It is easy to say you are going to offer an auto-enrolment-compliant pension with low charges and high quality service but delivering it on those terms year after year is another matter.
B&CE and Now: Pensions are the two most high-profile entrants to corporate pensions and with about 50 master trusts across the market – and other players ramping up their offering in coming months – the sector is starting to look busy.
Advisers will welcome the extra choice and it is not impossible that a new player will emerge with a sustainable business model that challenges the established providers.
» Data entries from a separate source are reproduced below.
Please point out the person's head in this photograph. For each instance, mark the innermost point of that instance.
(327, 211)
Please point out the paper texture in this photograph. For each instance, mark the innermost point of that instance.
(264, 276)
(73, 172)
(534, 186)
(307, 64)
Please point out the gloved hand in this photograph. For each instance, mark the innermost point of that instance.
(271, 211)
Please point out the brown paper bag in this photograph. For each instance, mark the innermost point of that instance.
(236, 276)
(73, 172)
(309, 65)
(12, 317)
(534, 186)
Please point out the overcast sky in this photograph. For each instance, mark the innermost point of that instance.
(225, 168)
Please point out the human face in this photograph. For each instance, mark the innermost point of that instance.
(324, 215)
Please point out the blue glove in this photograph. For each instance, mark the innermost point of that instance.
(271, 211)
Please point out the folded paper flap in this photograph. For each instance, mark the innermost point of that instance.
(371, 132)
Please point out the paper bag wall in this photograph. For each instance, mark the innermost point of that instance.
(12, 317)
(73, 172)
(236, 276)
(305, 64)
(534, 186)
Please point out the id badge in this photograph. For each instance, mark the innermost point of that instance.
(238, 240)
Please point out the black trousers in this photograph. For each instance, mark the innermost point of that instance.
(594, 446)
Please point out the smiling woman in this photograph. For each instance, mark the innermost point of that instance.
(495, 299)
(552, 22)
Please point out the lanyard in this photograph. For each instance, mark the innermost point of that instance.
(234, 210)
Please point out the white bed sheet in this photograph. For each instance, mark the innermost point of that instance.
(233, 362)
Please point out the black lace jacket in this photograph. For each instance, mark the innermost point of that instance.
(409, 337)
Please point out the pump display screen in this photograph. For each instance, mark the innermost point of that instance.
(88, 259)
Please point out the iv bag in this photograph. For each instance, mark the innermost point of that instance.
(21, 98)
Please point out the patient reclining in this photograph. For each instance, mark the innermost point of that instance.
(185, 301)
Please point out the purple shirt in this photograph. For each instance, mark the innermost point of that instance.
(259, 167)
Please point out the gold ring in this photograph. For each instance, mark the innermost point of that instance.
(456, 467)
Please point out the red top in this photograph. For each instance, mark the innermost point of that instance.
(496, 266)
But, as with the explosion of Sipp providers, advisers are going to want to look under the bonnet of new group pension providers.
However, parallels with the Sipp market should not be over-done. It is possible for a small Sipp provider to be profitable but scale is essential for the long-term delivery of the sort of low-cost pensions needed for auto-enrolment.
As Friends Life chief executive Andy Briggs says, there is little pension providers can do to differentiate themselves – the real differentiator is the quality of the execution.
Some will offer different investment solutions. Others will differ on charging structures and degrees of service. But the ability to maintain those charges and generate the profit needed to make a provider want to stay the course ultimately comes down to the efficiency with which the organisation can perform the basic administrative tasks of deducting contributions and allocating them to the right account. And that requires scale.
B&CE, the UK’s biggest stake-holder scheme, already has scale and a track record of delivering to the construction industry over many years. Now: Pensions’ parent ATP has more of a track record than anybody, having run the Danish state scheme for decades. It has group assets of £65bn and has delivered solid, consistent returns of 7.4 per cent a year for the past decade to its 4.7 million members.
However, its experience and scale does not extend to the UK operation it is partnering with Xafinity. Now: Pensions will have to be profitable as a standalone business if its Danish parent is to maintain interest over the long term.
Everyone knows Nest needs a couple of million members to be able to pay back its massive loan and maintain charging levels. Now: Pensions argues its business is scalable and does not need to be a big size.
Any new entrant faces a dilemma when it comes to marketing. The more you spend on marketing, the more you must recoup through charges. Now: Pensions plans to flip this argument around and some employers will buy that.
So will some fee-only advisers. Several I speak to welcome Now: Pensions’ transparent charging approach. They say that for any employer that does not want to have two schemes to be able to include higher-earners, Now: Pensions does the job.
Other advisers will not appreciate the contention on the ’Why choose us?’ page of Now: Pensions’ website that says UK retirees get around 50 per cent less income in retirement from their savings than those in Denmark, followed by a link to David Pitt-Watson’s hotly contested report for the RSA that regularly quotes AMCs of 1.5 per cent for UK pensions.
The opportunity of auto-enrolment is immense and many providers, new entrants or otherwise, will be able to get at least some business by going direct to employers. But advisers will want to take a closer look at the business plan before they are fully convinced.